Hikari mulai main lagu pop, mulai cari notnya di internet, mulai menggubah lagu sendiri. Kemudian, saya mendapat laporan dari sekolah kalau Hikari mau disuruh memainkan piano di acara-acara sekolah. Sampai pada suatu hari dia datang ke saya dan Papap untuk minta ganti piano yang serius, bukan hanya keyboard.
“Kamu sekarang lesnya gitar, tapi malah minta piano?”
“Karena aku suka cari lagu di internet buat main di piano.”
“Mau balik lagi les piano?”
“Enggak. Aku mau main piano sendiri aja sambil belajar gitar.”

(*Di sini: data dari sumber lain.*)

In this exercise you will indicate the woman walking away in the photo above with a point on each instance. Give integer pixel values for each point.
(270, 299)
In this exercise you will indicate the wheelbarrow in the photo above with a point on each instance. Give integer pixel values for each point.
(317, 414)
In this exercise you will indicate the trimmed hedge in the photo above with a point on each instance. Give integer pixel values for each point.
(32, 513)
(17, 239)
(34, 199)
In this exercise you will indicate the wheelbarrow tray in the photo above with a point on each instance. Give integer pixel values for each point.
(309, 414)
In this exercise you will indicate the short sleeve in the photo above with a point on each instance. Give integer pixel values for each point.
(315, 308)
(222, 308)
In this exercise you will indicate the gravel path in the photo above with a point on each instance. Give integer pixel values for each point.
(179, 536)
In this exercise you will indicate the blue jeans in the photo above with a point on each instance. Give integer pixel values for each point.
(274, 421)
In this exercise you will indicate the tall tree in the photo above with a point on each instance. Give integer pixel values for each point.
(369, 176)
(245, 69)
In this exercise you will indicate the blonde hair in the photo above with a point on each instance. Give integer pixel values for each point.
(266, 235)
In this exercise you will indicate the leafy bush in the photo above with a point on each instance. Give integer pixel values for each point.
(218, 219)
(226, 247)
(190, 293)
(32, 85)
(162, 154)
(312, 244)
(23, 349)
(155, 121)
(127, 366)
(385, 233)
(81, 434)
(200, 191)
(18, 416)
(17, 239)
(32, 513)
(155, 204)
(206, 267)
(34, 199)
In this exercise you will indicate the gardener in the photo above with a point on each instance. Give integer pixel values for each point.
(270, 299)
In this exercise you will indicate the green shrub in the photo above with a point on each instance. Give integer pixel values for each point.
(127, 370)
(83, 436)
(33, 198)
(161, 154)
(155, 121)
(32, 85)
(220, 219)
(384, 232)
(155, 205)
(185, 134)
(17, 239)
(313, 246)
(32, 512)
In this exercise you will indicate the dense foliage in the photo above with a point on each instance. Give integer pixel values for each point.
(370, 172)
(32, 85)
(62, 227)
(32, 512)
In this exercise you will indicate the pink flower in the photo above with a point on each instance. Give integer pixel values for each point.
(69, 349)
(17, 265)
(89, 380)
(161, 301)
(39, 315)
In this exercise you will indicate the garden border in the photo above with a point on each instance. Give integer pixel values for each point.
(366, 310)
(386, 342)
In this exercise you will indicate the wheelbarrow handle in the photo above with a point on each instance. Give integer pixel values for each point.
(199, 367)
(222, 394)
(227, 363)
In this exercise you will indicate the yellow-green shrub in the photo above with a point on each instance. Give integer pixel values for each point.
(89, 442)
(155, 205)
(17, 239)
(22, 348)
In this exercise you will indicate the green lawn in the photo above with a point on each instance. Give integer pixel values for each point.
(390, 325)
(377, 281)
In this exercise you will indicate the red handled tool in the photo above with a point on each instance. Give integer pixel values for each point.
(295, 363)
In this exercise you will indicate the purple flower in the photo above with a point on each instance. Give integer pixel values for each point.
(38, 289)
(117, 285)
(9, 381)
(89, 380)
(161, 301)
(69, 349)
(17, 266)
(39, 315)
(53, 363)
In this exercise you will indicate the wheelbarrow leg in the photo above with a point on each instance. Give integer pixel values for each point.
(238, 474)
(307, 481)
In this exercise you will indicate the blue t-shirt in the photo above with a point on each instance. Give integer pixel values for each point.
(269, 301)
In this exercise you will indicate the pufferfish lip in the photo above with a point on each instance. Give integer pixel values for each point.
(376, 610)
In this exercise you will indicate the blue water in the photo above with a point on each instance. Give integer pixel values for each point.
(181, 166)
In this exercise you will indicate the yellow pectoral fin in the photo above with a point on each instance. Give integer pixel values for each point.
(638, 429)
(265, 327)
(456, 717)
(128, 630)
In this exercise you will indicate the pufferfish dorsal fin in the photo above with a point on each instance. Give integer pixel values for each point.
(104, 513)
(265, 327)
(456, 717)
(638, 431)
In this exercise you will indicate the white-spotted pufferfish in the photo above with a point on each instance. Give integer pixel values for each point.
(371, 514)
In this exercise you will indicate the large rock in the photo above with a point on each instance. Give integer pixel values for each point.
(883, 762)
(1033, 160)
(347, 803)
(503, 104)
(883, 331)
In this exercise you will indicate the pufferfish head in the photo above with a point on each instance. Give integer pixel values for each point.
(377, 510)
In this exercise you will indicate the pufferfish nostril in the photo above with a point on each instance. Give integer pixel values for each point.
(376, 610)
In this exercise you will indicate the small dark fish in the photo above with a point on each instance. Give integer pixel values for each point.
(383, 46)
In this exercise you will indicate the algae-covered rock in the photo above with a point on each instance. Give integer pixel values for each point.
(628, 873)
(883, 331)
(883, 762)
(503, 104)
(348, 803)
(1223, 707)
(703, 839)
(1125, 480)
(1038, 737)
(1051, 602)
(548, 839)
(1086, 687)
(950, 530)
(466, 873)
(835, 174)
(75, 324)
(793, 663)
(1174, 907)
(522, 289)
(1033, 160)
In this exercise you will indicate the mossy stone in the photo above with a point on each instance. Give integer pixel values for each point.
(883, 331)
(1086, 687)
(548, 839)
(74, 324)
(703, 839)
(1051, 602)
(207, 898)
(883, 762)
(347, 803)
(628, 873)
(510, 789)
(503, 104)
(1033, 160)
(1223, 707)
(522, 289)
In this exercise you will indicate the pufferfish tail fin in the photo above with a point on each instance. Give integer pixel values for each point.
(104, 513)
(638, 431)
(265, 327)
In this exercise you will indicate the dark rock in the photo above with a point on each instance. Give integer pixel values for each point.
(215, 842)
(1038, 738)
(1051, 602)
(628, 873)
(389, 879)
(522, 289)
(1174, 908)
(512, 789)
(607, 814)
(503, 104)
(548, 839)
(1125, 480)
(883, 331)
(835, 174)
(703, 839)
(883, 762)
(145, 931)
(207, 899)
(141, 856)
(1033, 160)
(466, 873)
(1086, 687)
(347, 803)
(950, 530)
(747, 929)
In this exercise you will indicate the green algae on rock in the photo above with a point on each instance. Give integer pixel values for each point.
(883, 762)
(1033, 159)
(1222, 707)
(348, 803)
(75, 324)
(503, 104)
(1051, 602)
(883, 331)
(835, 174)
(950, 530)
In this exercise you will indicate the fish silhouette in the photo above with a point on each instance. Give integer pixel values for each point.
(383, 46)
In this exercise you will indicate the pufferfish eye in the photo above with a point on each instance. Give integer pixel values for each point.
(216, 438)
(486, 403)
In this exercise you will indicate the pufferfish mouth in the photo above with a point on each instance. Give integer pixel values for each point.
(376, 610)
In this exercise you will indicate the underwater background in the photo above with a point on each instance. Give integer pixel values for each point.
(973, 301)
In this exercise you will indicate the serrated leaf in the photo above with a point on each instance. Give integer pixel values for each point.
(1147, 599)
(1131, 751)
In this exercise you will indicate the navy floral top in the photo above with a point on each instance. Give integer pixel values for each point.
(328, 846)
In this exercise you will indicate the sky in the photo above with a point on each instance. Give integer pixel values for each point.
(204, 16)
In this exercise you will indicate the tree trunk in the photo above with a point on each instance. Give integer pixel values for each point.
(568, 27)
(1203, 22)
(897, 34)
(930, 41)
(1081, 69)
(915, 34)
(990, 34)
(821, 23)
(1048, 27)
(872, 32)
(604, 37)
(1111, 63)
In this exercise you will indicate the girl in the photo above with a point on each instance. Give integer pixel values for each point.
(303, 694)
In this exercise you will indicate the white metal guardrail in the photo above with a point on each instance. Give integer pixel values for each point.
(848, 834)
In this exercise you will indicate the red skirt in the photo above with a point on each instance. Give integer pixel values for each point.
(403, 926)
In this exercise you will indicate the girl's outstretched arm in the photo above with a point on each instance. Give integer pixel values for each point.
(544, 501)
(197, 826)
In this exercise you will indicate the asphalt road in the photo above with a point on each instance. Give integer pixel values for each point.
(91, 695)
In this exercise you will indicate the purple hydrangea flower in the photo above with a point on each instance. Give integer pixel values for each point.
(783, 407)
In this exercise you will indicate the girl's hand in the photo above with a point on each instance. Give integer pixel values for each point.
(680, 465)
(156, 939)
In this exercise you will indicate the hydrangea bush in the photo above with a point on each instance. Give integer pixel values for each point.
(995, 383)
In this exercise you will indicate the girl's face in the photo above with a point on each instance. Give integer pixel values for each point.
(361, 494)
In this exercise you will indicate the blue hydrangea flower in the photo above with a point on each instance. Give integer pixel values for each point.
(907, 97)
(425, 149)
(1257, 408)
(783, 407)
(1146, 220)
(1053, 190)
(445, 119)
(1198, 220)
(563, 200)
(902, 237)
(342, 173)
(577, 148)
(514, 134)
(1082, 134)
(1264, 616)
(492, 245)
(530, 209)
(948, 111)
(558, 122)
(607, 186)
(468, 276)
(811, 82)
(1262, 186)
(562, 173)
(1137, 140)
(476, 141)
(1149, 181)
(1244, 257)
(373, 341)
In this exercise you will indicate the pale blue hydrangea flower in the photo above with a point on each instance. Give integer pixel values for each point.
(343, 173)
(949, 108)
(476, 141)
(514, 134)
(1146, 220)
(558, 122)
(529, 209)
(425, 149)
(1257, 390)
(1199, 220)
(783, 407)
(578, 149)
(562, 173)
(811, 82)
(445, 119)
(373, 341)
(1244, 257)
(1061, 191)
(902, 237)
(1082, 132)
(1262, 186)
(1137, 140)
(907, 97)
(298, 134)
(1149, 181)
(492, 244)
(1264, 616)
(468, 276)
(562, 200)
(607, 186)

“Kenapa harus ganti piano?”
“Aku mau main serius. Kalau keyboard beda bunyinya. Beda feel-nya. Aku suka musik dan mau coba bikin lagu.”
Usaha yang kami tanam, baru terlihat 9 tahun kemudian.
Minggu lalu, saya mendaftarkan Aiko ke les musik.
Masih mahal. Mahal banget.
Aiko lebih ekspresif dalam mempertontonkan keberatannya disuruh les musik. Matanya diperas-peras biar air matanya keluar. Hikari kemudian mendekati adeknya.
“Dek, les musik ya. Biar pintar kayak Kakak. Nanti bisa main lagu-lagu yang Aiko suka. Nanti bisa main piano bareng sama Kakak.”
Saya terharu.
Aiko akhirnya mau saya geret ke kelasnya. Seperti dulu Hikari, saya juga harus duduk di sebelah Aiko setiap les. Setelah manyun dan gengsi selama 10 menit pertama, Aiko mulai senyum-senyum di 20 menit berikutnya. Pulang dari les, Aiko membisiki saya.
“Mam, les Aiko kapan lagi? Besok ya?”
Pulang les itu si Papap mencegat saya.
“Gimana Aiko? Masih nangis di kelas?”
“Enggak.”
“Senang dia?”
“Senang.”
“Terus?”
“Terus, sekarang, kamu pikirkan cara supaya piano itu bisa kita beli.”